Capítulo 60: Guerra sem palavras (5)
Os olhos de Takeshi se voltaram para Anika.
Anika apenas balançou a cabeça em silêncio — uma negação curta, quase frágil, como se pedisse para ele acreditar nela.
O colar trazia a figura de um cão branco, esculpido com detalhes delicados. Pequenos fragmentos de vidro vermelho decoravam a peça, refletindo a luz em brilhos suaves. O cordão que o sustentava era de um tom roxo profundo, contrastando com a leveza.
Lucius limpou a garganta, devagar. Um sorriso fino se abriu, daqueles que não alcançam os olhos.
— Como pode ver…
Lucius olhando diretamente para Takeshi, embora inclinasse o queixo na direção de Anika
— Ela está mentindo para você.
Seus olhos, afiados como uma lâmina pressionada contra a pele, se prenderam nela.
— Então, chefa… — Lucius com a voz baixa, tranquila, quase gentil demais — O que nós vamos fazer com ela?
A mulher apertou a mão.
O vidro estalou.
O colar se estilhaçou e os cacos roçaram a madeira — uma gota de sangue escorreu junto.
— Eu não vou aceitá-la — declarou, abrindo a mão por completo.
Os cacos deslizaram pelos seus dedos e pousaram sobre a madeira, junto a uma gota de sangue que escorria lentamente pelo corte em sua palma.
Takeshi puxou a máscara do rosto e a deixou sobre a mesa. O abafamento, a respiração presa — estava tudo começando a irritá-lo.
“Ela não vai aceitar de jeito nenhum.” Seu olhar vagueou entre os presentes até pousar em Lucius.
Takeshi com a expressão calma e o corpo levemente inclinado para trás, ele observava tudo sem dizer nada.
“Então é isso… às vezes parece que ele é o verdadeiro líder.”
Marlon levantou a mão sem erguer a cabeça.
— Tem algum problema se eu sair?
Um riso alto cortou a sala, deslocado.
— Hahaha! Ei, velho… isso é importante. Aguente só mais um pouco e eu te faço o café do jeito que gosta.
Marlon desviou o olhar, como se aquele esforço fosse grande demais.
— Se vocês querem tanto o garoto, por que simplesmente não o aceitam logo?

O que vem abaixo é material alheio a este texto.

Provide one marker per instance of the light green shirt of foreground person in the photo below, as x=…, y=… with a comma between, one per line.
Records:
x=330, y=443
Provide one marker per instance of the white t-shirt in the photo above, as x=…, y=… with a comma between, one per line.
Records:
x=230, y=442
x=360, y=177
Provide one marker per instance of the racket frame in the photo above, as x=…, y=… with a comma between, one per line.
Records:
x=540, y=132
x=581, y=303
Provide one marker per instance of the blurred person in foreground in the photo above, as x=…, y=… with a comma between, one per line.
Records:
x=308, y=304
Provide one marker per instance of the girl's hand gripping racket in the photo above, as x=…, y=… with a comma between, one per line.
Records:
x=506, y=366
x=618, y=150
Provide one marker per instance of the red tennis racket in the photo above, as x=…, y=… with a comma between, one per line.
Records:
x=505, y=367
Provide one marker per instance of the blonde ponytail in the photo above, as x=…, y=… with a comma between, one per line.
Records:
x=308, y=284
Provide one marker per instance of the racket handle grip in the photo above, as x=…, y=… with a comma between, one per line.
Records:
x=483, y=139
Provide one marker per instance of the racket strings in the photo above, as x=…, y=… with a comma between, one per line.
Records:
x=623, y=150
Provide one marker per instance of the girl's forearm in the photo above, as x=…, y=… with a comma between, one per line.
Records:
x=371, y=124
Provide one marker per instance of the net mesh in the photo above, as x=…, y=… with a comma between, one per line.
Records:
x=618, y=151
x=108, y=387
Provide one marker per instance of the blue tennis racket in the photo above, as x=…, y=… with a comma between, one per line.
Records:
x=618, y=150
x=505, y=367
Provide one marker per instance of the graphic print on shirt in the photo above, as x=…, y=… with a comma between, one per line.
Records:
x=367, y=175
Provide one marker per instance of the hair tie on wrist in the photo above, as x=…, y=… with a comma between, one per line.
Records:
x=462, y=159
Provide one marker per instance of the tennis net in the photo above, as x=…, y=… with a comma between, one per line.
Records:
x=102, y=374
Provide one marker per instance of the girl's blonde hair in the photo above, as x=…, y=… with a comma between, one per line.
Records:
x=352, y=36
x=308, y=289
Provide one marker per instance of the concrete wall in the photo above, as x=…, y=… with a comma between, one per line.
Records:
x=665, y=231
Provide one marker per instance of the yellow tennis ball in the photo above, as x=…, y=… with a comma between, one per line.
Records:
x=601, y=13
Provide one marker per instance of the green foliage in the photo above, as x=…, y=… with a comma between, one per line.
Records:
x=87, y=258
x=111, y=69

A mulher respirou fundo, ainda encarando os cacos diante de si. O sangue pingou na madeira.
— Por causa da garota — respondeu, firme.
Seu sangue escorreu um pouco mais pela mão, pingando silenciosamente sobre a mesa.
A atmosfera ficou pesada.
Ninguém falou por alguns segundos.
Takeshi apenas observava — atento.
A mulher se levantou da cadeira em um movimento calmo e seguro.

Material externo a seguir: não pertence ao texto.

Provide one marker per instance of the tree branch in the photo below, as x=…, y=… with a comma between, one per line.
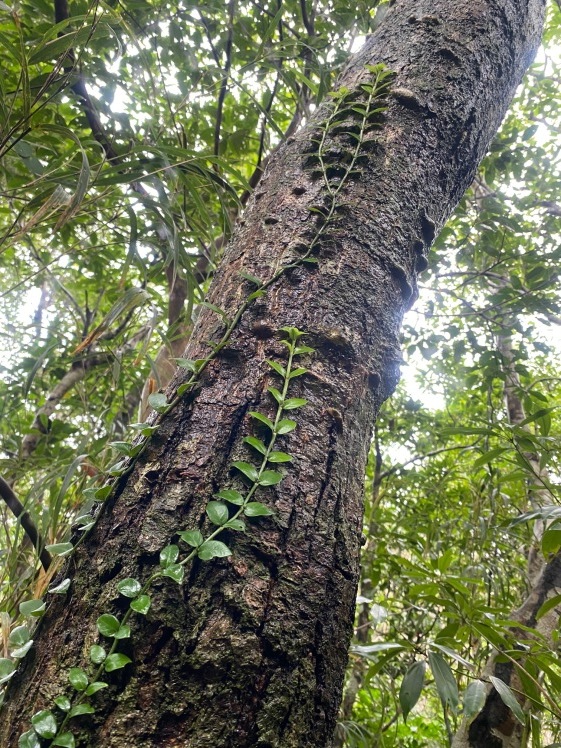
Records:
x=24, y=518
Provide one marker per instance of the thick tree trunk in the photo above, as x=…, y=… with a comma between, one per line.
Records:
x=251, y=651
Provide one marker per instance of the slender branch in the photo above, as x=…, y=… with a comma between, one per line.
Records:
x=225, y=77
x=24, y=518
x=72, y=377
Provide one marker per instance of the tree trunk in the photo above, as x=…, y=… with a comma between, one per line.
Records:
x=252, y=650
x=496, y=726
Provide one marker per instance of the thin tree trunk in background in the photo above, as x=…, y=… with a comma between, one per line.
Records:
x=495, y=726
x=252, y=650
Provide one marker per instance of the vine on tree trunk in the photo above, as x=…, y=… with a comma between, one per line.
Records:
x=337, y=149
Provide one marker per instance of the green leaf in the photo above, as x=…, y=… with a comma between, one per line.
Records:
x=116, y=661
x=187, y=363
x=256, y=444
x=129, y=587
x=551, y=540
x=33, y=608
x=95, y=687
x=444, y=679
x=231, y=495
x=474, y=700
x=175, y=572
x=256, y=509
x=293, y=332
x=123, y=632
x=489, y=457
x=276, y=394
x=213, y=549
x=108, y=625
x=44, y=723
x=285, y=426
x=509, y=699
x=553, y=602
x=158, y=402
x=193, y=538
x=235, y=524
x=103, y=493
x=63, y=703
x=123, y=447
x=279, y=457
x=262, y=418
x=217, y=512
x=452, y=653
x=294, y=402
x=247, y=469
x=19, y=636
x=7, y=669
x=46, y=51
x=60, y=549
x=141, y=604
x=277, y=367
x=65, y=740
x=97, y=654
x=301, y=349
x=29, y=739
x=270, y=478
x=411, y=687
x=79, y=709
x=169, y=555
x=298, y=372
x=77, y=678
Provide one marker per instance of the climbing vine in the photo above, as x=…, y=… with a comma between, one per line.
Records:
x=337, y=150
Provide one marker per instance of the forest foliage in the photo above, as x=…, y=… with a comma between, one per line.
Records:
x=131, y=135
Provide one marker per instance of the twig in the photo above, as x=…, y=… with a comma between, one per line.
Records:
x=24, y=518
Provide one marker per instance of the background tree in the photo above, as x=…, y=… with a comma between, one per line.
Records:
x=173, y=232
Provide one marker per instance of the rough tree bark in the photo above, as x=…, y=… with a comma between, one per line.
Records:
x=251, y=651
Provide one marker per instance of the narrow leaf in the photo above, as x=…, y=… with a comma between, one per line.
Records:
x=411, y=687
x=444, y=679
x=509, y=699
x=474, y=700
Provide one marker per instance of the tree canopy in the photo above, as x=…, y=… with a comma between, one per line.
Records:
x=131, y=135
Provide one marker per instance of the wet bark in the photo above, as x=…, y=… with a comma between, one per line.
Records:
x=252, y=650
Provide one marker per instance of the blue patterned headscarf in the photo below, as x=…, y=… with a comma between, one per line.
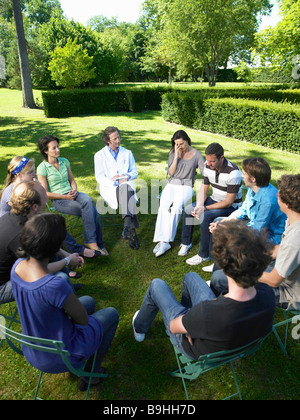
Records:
x=21, y=165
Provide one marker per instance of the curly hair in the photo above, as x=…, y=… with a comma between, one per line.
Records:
x=42, y=236
x=12, y=165
x=289, y=191
x=259, y=169
x=23, y=196
x=215, y=149
x=241, y=252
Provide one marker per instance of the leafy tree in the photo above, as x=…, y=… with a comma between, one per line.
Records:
x=206, y=33
x=100, y=23
x=71, y=66
x=278, y=47
x=28, y=100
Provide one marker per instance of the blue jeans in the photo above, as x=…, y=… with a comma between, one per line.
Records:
x=208, y=217
x=83, y=206
x=159, y=297
x=109, y=319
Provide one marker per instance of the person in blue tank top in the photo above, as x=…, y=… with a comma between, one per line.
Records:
x=49, y=308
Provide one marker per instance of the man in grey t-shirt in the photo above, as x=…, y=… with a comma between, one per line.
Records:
x=285, y=276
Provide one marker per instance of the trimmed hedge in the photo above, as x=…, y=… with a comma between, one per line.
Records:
x=67, y=103
x=276, y=125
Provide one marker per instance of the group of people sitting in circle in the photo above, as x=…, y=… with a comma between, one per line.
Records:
x=253, y=245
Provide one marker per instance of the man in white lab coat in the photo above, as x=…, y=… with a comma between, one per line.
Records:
x=115, y=170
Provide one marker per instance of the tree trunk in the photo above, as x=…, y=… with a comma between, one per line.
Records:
x=28, y=100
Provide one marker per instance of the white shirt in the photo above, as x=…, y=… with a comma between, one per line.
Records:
x=106, y=167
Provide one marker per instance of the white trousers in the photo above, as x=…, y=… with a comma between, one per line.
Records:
x=172, y=201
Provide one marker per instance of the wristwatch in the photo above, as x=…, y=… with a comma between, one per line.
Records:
x=67, y=260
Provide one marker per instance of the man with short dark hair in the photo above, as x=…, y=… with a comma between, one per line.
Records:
x=115, y=170
x=260, y=207
x=285, y=276
x=203, y=323
x=225, y=178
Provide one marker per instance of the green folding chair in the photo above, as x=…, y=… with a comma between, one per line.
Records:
x=192, y=369
x=287, y=321
x=15, y=340
x=9, y=316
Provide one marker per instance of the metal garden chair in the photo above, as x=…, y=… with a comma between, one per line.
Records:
x=9, y=317
x=15, y=340
x=287, y=321
x=192, y=369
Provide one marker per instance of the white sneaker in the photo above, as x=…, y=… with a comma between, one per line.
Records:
x=156, y=248
x=138, y=336
x=164, y=247
x=184, y=249
x=196, y=260
x=208, y=268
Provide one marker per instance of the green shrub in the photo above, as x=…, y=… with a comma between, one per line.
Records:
x=262, y=122
x=67, y=103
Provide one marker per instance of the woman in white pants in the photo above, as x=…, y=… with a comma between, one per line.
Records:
x=182, y=164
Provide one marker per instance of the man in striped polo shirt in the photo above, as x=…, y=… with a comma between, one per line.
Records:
x=225, y=178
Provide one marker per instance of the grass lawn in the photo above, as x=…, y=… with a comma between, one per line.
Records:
x=137, y=371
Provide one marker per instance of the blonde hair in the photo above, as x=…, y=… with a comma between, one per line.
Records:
x=23, y=196
x=12, y=165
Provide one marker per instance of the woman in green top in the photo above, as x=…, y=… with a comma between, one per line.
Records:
x=55, y=175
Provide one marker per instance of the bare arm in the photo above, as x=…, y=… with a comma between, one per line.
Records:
x=52, y=196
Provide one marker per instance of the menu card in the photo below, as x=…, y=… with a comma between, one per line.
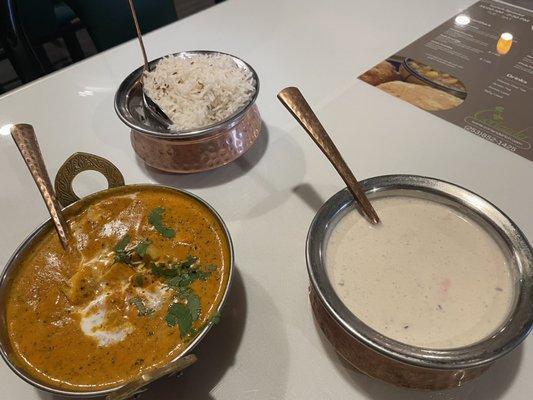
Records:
x=475, y=70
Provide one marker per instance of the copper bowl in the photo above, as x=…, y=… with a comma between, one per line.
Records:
x=378, y=356
x=193, y=150
x=73, y=205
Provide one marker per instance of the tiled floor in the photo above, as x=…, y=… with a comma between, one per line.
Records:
x=59, y=56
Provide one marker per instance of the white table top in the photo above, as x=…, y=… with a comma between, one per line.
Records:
x=267, y=346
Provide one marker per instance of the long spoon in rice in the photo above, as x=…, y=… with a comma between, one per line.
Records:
x=149, y=105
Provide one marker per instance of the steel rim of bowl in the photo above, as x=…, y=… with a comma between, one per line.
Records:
x=46, y=225
x=513, y=331
x=123, y=92
x=455, y=92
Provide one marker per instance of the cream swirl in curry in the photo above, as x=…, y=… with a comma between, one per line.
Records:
x=147, y=272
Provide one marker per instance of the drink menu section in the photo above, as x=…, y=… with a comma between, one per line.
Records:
x=475, y=70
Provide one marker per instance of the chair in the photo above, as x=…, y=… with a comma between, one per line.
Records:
x=109, y=22
x=25, y=25
x=47, y=20
x=16, y=44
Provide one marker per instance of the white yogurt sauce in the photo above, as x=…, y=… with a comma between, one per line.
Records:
x=427, y=276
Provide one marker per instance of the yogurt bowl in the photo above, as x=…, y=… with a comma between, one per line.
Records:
x=459, y=352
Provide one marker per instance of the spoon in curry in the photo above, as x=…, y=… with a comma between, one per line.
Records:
x=148, y=104
x=295, y=102
x=26, y=141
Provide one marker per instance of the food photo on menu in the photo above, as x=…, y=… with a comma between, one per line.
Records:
x=237, y=250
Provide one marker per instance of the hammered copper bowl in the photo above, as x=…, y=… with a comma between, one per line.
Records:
x=376, y=355
x=77, y=163
x=189, y=151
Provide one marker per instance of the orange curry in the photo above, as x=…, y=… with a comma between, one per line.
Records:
x=146, y=273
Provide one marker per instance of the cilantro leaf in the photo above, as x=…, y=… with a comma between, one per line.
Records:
x=156, y=219
x=179, y=314
x=121, y=245
x=121, y=255
x=193, y=302
x=143, y=310
x=215, y=318
x=141, y=247
x=161, y=270
x=188, y=262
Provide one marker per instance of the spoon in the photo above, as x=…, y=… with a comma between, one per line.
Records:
x=295, y=102
x=27, y=143
x=148, y=104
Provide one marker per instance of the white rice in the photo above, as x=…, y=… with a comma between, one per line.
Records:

Sua camisa, decorada com pequenos pontos amarelos, brilhava suavemente sob a luz, lembrando constelações dispersas. As mangas largas caíam com leveza, conferindo-lhe um ar quase etéreo. Já a calça preta, longa, possuía discretos reflexos que acompanhavam o passo dela, como se a luz escolhesse segui-la.
— Eu entendo que você está cansado… mas, Marlon, você sabe o que esse grupo fez. Não se lembra?
Marlon cerrou o punho até os nós dos dedos doerem. O ar lhe escapava em rajadas, quase descontrolado.
Levantou-se num só gesto e a palma encontrou a coronha; o clique do tambor ecoou como um anúncio.
O cano do revólver alinhou-se com a têmpora de Anika. — Eu a mato.
Os presentes estreitaram os olhos, surpreendidos com a rapidez do gesto.
A mulher sorriu suavemente e pousou a mão sobre o ombro de Lucius.
— Obrigada. Mesmo tendo ficado conosco por semanas, você ajudou mais do que imagina. Você será promovido, Lucius.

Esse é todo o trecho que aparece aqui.